Dynamic Transcriptomic Network Responses to Divergent Acute Exercise Challenges in Young Adults

Acute exercise elicits dynamic transcriptional changes that, when repeated, form the fundamental basis of adaptations in health, resilience, and performance. While moderate-intensity endurance training combined with conventional resistance training (traditional, TRAD) is often prescribed and recommended by public health guidance, high-intensity training combining maximal-effort intervals with intensive, limited-rest resistance training is a time-efficient alternative that may be used tactically (HITT) to seek whole body health benefits. Mechanisms of action of these distinct doses are incompletely characterized and have not been directly compared. We assessed transcriptome-wide responses in skeletal muscle and circulating extracellular vesicles (EVs) to a single exercise bout in young adults randomized to TRAD (n=21, 12M/9F, 22±3y) or HITT (n=19, 11M/8F, 22±2y). Next-generation sequencing captured small, long, and circular RNA in muscle and EVs. Analysis identified differentially expressed transcripts (|log2FC|>1, FDR≤0.05) immediately (h0, EVs only), h3, and h24 post-exercise within and between exercise doses.

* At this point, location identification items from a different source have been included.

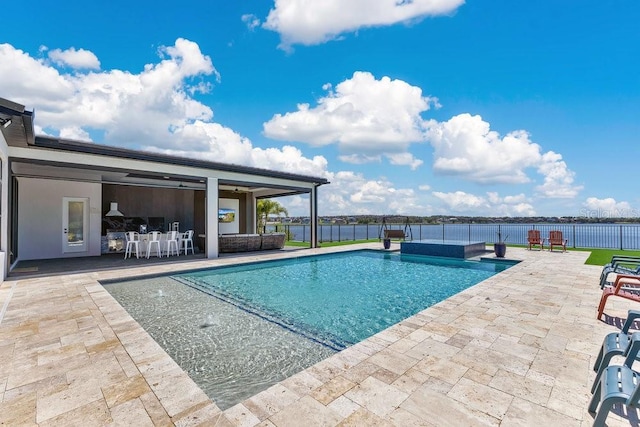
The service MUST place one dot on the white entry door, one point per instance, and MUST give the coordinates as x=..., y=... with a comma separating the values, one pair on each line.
x=75, y=224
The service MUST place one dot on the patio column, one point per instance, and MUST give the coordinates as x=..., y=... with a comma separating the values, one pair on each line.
x=211, y=212
x=313, y=200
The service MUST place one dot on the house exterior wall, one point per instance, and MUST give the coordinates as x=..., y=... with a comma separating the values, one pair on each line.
x=40, y=217
x=4, y=208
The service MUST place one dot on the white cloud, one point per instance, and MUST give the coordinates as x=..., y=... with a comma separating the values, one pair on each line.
x=310, y=22
x=152, y=110
x=364, y=116
x=77, y=59
x=558, y=179
x=351, y=193
x=607, y=208
x=465, y=146
x=251, y=21
x=74, y=132
x=132, y=109
x=460, y=202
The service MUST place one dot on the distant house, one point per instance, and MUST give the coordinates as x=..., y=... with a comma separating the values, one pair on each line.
x=62, y=198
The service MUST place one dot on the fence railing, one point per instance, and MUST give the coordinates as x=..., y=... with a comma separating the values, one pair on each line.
x=605, y=236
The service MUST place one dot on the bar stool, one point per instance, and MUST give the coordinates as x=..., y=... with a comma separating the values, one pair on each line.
x=153, y=238
x=172, y=243
x=187, y=240
x=133, y=240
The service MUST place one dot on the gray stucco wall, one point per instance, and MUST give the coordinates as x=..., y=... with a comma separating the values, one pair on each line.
x=40, y=217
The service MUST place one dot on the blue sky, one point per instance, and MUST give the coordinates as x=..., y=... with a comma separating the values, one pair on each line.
x=423, y=107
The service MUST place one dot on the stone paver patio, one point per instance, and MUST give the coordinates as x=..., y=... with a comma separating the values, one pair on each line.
x=514, y=350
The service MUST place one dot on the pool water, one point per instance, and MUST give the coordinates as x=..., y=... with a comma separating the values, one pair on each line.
x=266, y=321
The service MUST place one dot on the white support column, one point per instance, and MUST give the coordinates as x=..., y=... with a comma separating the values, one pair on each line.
x=212, y=204
x=313, y=201
x=250, y=212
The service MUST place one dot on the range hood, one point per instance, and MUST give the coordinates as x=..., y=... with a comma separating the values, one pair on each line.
x=113, y=211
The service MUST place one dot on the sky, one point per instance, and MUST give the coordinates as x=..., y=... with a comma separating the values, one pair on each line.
x=408, y=107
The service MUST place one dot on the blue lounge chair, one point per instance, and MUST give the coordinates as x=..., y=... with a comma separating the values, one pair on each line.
x=617, y=384
x=614, y=344
x=620, y=264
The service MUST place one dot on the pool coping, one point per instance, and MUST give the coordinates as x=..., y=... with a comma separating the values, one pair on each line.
x=536, y=320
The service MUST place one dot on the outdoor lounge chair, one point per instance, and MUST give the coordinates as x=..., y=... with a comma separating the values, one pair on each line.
x=625, y=286
x=604, y=277
x=555, y=239
x=617, y=384
x=533, y=238
x=620, y=264
x=614, y=344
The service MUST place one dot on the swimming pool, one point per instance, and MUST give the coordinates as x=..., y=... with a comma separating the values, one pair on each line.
x=269, y=320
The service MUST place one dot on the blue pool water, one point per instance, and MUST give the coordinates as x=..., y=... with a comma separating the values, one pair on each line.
x=268, y=321
x=341, y=299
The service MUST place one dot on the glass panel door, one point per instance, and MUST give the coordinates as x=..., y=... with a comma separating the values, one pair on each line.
x=74, y=224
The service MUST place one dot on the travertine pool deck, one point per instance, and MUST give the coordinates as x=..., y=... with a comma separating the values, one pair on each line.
x=514, y=350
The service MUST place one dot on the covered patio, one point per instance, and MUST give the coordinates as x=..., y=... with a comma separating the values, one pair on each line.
x=58, y=195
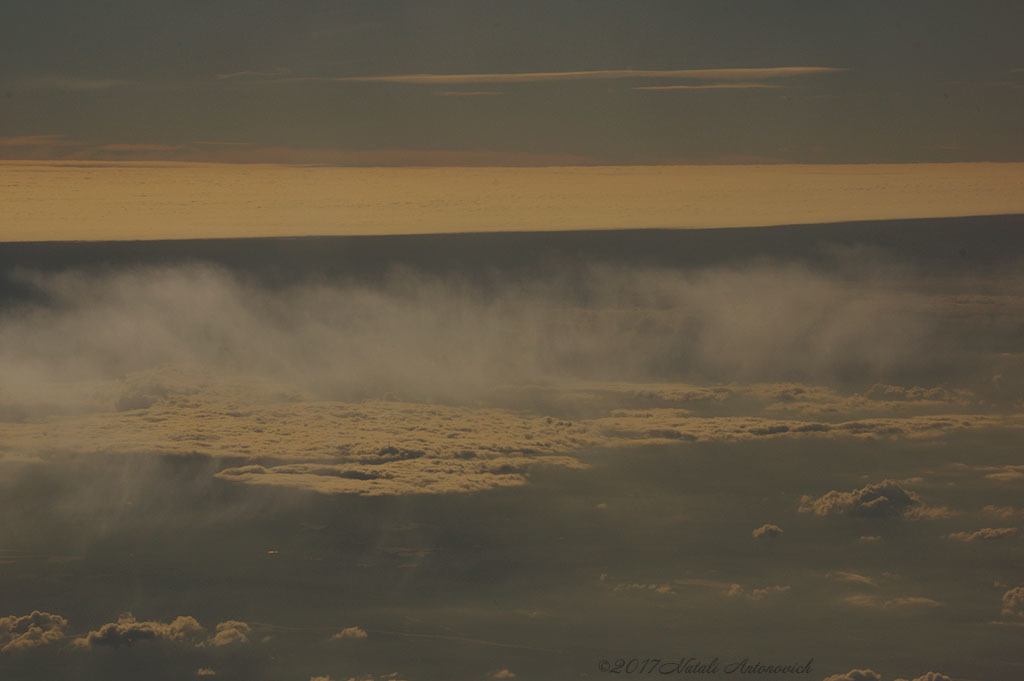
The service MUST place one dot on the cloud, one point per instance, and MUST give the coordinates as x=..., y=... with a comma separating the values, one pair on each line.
x=128, y=631
x=350, y=632
x=984, y=535
x=653, y=588
x=881, y=500
x=467, y=93
x=427, y=385
x=612, y=74
x=1013, y=603
x=856, y=675
x=737, y=591
x=864, y=600
x=37, y=140
x=852, y=578
x=1005, y=512
x=139, y=147
x=715, y=86
x=229, y=632
x=75, y=83
x=31, y=631
x=276, y=73
x=767, y=530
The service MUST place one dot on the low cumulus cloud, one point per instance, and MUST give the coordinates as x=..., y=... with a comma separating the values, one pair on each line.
x=984, y=535
x=852, y=578
x=128, y=631
x=871, y=675
x=31, y=631
x=351, y=633
x=881, y=500
x=1013, y=603
x=767, y=531
x=865, y=600
x=229, y=632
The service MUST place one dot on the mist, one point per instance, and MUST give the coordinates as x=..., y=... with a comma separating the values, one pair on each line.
x=421, y=337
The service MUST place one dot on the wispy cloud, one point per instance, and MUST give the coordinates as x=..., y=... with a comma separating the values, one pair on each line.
x=467, y=93
x=714, y=86
x=610, y=74
x=75, y=83
x=276, y=73
x=744, y=75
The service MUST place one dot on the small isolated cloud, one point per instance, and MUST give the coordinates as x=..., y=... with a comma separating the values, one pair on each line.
x=653, y=588
x=351, y=632
x=736, y=591
x=128, y=631
x=984, y=535
x=1013, y=603
x=882, y=500
x=1005, y=512
x=856, y=675
x=767, y=531
x=229, y=632
x=864, y=600
x=851, y=578
x=30, y=631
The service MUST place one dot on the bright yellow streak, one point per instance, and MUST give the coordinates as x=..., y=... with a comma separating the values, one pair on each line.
x=44, y=201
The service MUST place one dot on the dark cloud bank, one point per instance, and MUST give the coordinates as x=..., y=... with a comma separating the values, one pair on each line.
x=686, y=392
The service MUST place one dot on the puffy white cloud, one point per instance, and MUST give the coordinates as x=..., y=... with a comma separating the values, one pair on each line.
x=229, y=632
x=881, y=500
x=1013, y=603
x=128, y=631
x=30, y=631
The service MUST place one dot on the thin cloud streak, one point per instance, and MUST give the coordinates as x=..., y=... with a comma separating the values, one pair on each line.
x=716, y=86
x=743, y=74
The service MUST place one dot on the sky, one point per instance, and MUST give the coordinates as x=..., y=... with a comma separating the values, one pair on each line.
x=480, y=458
x=511, y=341
x=513, y=83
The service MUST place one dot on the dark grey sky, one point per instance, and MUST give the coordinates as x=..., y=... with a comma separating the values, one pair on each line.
x=919, y=80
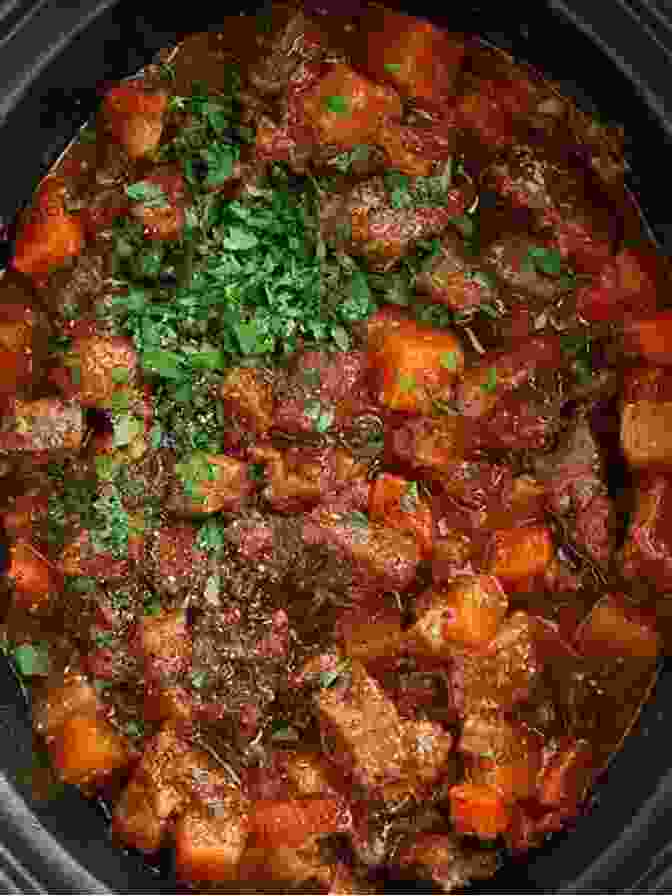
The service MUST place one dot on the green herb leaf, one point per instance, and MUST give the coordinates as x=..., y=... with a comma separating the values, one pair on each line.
x=407, y=382
x=449, y=360
x=339, y=105
x=31, y=660
x=148, y=193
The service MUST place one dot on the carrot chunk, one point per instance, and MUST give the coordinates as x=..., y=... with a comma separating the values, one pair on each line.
x=478, y=809
x=518, y=554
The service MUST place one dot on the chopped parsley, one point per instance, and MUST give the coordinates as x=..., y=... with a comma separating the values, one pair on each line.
x=149, y=194
x=31, y=660
x=337, y=104
x=409, y=500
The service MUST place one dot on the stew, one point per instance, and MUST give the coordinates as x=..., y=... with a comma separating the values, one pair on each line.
x=336, y=442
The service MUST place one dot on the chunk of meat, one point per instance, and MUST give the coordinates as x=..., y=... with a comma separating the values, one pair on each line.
x=413, y=364
x=302, y=476
x=36, y=581
x=397, y=503
x=650, y=337
x=177, y=562
x=503, y=672
x=208, y=848
x=291, y=823
x=647, y=551
x=517, y=555
x=100, y=367
x=371, y=633
x=19, y=332
x=478, y=809
x=453, y=280
x=384, y=225
x=248, y=399
x=49, y=236
x=567, y=774
x=46, y=429
x=467, y=613
x=165, y=644
x=413, y=55
x=134, y=115
x=496, y=375
x=163, y=215
x=511, y=260
x=170, y=775
x=616, y=628
x=445, y=860
x=492, y=108
x=575, y=482
x=646, y=434
x=381, y=558
x=432, y=445
x=69, y=696
x=627, y=283
x=345, y=109
x=364, y=727
x=207, y=483
x=86, y=750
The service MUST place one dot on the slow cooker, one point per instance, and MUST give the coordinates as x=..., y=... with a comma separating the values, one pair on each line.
x=615, y=58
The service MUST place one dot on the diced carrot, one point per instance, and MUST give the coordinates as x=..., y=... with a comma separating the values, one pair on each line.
x=74, y=695
x=135, y=117
x=613, y=628
x=87, y=750
x=413, y=55
x=650, y=337
x=36, y=581
x=277, y=823
x=517, y=554
x=209, y=847
x=346, y=108
x=211, y=483
x=478, y=809
x=396, y=503
x=50, y=236
x=413, y=364
x=467, y=612
x=646, y=434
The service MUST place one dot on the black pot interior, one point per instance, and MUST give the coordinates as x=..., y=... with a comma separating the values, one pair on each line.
x=63, y=846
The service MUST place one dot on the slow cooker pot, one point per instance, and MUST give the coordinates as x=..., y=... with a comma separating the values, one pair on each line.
x=615, y=57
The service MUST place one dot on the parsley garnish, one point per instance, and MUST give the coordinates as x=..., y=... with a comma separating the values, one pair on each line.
x=337, y=104
x=147, y=193
x=31, y=660
x=407, y=382
x=449, y=360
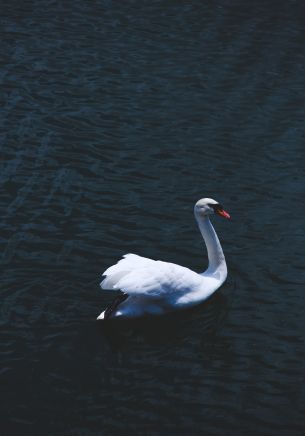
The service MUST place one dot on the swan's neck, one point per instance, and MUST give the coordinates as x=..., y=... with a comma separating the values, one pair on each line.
x=217, y=263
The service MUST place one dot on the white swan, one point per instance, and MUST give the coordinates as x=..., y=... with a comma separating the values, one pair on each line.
x=155, y=287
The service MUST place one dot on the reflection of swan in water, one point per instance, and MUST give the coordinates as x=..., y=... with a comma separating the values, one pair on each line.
x=153, y=287
x=169, y=330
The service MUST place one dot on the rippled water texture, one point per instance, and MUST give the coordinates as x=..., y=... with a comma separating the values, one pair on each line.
x=115, y=118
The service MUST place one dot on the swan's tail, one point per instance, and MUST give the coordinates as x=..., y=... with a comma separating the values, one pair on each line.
x=110, y=310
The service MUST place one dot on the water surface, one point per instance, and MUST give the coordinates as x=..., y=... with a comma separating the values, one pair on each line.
x=116, y=119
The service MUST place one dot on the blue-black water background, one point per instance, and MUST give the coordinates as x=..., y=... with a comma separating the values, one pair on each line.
x=116, y=117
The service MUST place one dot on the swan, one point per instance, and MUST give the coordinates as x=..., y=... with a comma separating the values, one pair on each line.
x=153, y=287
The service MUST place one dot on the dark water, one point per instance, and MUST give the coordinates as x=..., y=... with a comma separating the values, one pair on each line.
x=115, y=118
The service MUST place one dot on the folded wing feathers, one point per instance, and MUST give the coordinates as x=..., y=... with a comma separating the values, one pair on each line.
x=138, y=275
x=115, y=272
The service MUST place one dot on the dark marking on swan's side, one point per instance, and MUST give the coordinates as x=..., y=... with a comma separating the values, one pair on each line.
x=114, y=305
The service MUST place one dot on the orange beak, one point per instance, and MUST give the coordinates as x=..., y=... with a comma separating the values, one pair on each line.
x=223, y=213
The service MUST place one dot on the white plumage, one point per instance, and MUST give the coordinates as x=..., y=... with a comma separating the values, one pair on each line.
x=156, y=287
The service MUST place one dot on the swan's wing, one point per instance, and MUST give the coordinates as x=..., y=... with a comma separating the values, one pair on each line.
x=130, y=262
x=159, y=279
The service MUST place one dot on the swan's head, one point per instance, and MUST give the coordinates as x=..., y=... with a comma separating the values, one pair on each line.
x=208, y=206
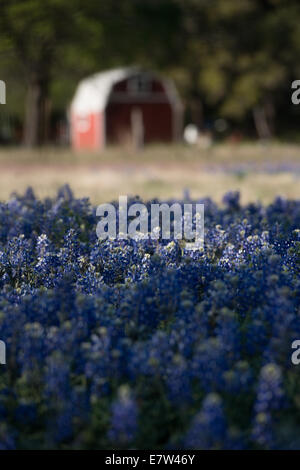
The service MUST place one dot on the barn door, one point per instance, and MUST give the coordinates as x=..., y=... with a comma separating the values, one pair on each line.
x=137, y=128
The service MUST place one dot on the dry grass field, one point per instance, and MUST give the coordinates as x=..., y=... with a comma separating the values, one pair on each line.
x=259, y=171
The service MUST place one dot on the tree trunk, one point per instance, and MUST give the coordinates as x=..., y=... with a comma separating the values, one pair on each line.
x=36, y=128
x=261, y=121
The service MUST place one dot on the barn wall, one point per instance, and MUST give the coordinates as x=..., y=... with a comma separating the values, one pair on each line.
x=87, y=131
x=157, y=121
x=156, y=110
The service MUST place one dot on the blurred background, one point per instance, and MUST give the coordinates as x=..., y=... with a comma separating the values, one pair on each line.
x=231, y=64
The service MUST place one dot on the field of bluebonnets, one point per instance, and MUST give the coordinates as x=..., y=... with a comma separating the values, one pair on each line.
x=136, y=345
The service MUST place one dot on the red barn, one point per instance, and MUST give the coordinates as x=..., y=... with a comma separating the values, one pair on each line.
x=125, y=105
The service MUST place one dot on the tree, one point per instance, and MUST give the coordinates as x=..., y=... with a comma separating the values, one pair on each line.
x=38, y=34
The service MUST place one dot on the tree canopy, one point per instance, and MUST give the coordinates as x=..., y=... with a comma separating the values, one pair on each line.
x=233, y=59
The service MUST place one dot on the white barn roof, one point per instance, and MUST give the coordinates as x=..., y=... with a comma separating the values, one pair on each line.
x=93, y=92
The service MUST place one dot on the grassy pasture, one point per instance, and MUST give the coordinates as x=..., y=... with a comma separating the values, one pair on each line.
x=259, y=171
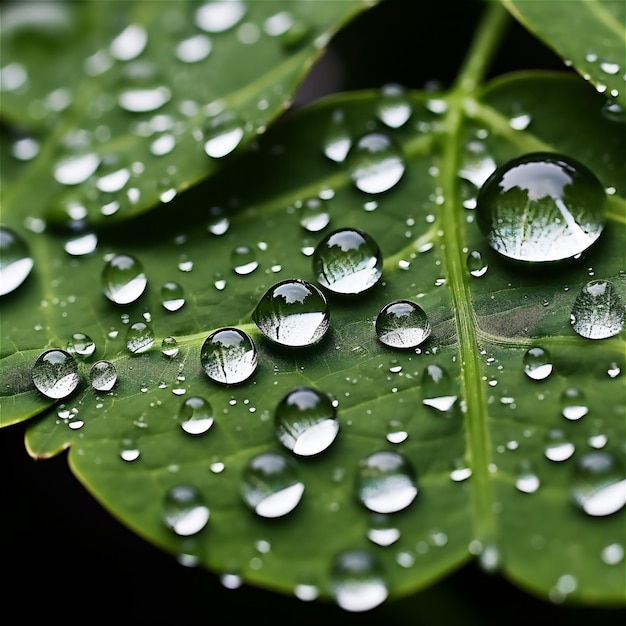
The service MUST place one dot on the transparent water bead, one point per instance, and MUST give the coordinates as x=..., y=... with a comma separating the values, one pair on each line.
x=402, y=324
x=228, y=356
x=185, y=511
x=123, y=279
x=293, y=313
x=598, y=311
x=55, y=373
x=386, y=482
x=195, y=415
x=599, y=484
x=375, y=162
x=139, y=337
x=357, y=582
x=15, y=260
x=271, y=484
x=347, y=261
x=541, y=207
x=172, y=296
x=306, y=421
x=537, y=363
x=103, y=375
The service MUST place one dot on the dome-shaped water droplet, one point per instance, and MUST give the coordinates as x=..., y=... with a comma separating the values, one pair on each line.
x=438, y=388
x=402, y=324
x=376, y=163
x=347, y=261
x=306, y=421
x=598, y=312
x=357, y=582
x=15, y=260
x=541, y=207
x=228, y=356
x=55, y=373
x=185, y=511
x=139, y=337
x=293, y=313
x=123, y=279
x=271, y=485
x=537, y=363
x=172, y=296
x=103, y=375
x=599, y=484
x=386, y=482
x=195, y=415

Additionally, all apparently responsive transcripts (FDR<0.2) underwent singular value decomposition to summarize data structures into latent variables (LVs) to deconvolve molecular expression circuits and inter-regulatory relationships. LVs were compared across time and exercise dose. TRAD generally elicited a stronger, more consistent transcriptional response than HITT, but considerable overlap and key differences existed. Findings reveal shared and unique molecular responses to divergent exercise stimuli and lay groundwork toward establishing relationships between protein-coding genes and lesser-understood transcripts that serve regulatory roles in response to exercise. Future work should advance the understanding of these circuits and whether they repeat in other populations or following other types of exercise/stress.